Friday, January 21, 2011

Hunting swamp ghosts



This beagle just retrieved a snowshoe hare for the hunter.


Hunting snowshoe hares is a hoot. What's not to like about it?

Well, we get to stand in thick cedars, Christmas tree plantations, juniper thickets or pines, and try to guess when and where the satchel-footed ghost hare will appear next.

All we need is some snow, We got another seven or eight inches of snow between yesterday afternoon and last night. We have more than enough snow for hunting the white hares. Sometimes, as has been true for several years, hares are conspicuous by their absense. They can be hard to find.

We can have snow fall off tree boughs and find its way down our neck, and when the snow gets deep, we get to wander around in this heavy cover and hope we don't fall down. Going down is easy, but climbing back to a vertical position can be difficult in deep powdery snow.

Hares are no longer plentiful in the northern Lower Peninsula.


There is the added bonus of listening to a some deep-throated beagles in full cry as they weave their way through heavy cover. Sometimes the hounds are sight trailing the swamp ghost, but most often the dogs are 100 yards or farther behind the hare.

Mind you, I've stalked snowshoe hared and run them with hounds, and there is one major requirement. I've even hunted them with a bow. All one needs a fresh hare track to follow.

Those tracks seem to be getting far less common in many areas. Twenty to 25 years ago, all we had to do was look for the thickest cover in northern counties and there would be tracks everywhere.

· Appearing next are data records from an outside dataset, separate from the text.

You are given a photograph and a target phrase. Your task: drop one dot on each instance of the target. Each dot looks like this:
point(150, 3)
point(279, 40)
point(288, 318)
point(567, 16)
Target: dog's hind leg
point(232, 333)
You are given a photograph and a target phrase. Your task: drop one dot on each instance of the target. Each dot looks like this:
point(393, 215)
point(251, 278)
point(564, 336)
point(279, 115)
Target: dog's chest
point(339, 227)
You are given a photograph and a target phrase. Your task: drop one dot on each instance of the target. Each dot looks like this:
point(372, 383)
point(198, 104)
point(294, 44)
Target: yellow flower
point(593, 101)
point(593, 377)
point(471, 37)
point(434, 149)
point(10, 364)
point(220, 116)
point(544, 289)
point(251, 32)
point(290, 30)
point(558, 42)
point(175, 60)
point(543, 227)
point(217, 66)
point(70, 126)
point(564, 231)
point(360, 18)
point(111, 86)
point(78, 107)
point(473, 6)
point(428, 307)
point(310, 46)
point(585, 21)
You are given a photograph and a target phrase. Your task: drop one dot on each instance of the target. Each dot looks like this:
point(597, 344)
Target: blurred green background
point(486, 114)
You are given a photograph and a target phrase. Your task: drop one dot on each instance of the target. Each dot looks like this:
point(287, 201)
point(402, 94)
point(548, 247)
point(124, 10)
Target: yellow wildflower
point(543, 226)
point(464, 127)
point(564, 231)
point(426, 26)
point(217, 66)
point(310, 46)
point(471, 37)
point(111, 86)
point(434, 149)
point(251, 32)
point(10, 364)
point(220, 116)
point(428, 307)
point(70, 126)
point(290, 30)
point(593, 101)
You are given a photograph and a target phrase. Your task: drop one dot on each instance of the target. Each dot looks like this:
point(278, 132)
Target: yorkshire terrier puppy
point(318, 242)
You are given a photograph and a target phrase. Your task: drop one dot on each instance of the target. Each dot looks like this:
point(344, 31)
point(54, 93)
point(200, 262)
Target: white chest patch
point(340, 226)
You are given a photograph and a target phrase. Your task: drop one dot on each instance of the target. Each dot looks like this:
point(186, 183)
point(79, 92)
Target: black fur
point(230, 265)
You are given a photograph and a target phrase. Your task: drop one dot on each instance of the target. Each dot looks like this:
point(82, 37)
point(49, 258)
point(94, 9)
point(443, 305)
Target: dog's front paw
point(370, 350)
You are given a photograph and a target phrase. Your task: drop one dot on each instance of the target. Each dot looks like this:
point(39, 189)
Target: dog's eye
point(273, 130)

That's not so anymore. Some of my buddies have gone looking for hare tracks in all the right places, and if they find tracks, most of them are cottontails. It's a proven fact that cottontails are moving farther north every year.

We can blame the hare scarcity on new housing developments. We can blame it on clearing some land and planting bushes and shrubs around our house. There is predation by bobcats, coyotes, fox, hawks, and owls. People and our inroads into what once was ideal hare habitat must assume some blame, and the other cause is snowies are cyclic by nature.

Folks, if snowshoe hares are cyclic, then their cycle is close to hitting rock bottom, especially in the northern Lower Peninsula. There are still more hares in the U.P., but their numbers are slowly dropping as well.

Hares are cyclic, and heavily preyed upon by avian and land predators.


Yeah, I know,air and land predators take some of the the white animals but there is nothing sportsmen can do about that. The Fish & Wildlife Service has protected birds of prey for many years, and those who kill one of these birds and get caught, are severely punished.

So, what's a hare hunter to do? Well, they can easily find cottontail rabbits in most Lower Peninsula areas. Or ... they can do as some guys I know do.

They go hunting snowshoe hares. They scout for habitat that still holds some hares and go hunting. Unlike conventional wisdom dictates, they either go for the enjoyment of listening to hound music and leave the firearms home or they forget to load the shotgun.

They give the running hares a free pass. They give the dogs a good workout as the hare runs an egg-shaped oval before returning to the area where he was initially jumped. The hunters may let the white hare make two or three circles, catch up the hounds, and head for another location.

This way they have the thrill of listening to bawls, bellers, chattering, chops, howls, yelps and other words used to describe the voice of each individual hound.

Hunt the hares but limit the kill to keep hound interest high.


You see, hunting snowshoe hares is a good bit like hunting spring wild turkeys. The kill of a gobbler or a hare is anticlimactic. It's the sounds of the hunt, the dogs trailing the scent in full cry or the gobbler roaring back at the hen-talking hunter. Seeing the hare or a turkey is a major part of the hunt, and since hares are getting to the point of low numbers, taking the pooch out for a run may have to be enough fun.

Sure, the hound owner wants to kill the occasional hare to keep his dogs interest at a high level, but it doesn't have to happen on every hunt. If turkey hunters killed every turkey they saw, there soon wouldn't be any gobblers left to hunt or the birds would stop coming to the call.

It's much the same way with snowshoe hares. Maybe we'll just have to be content to listen to hound music. On many days, standing knee-deep in snow in a cedar swamp and drinking in the sounds of hounds on a hot track, has to be good enough.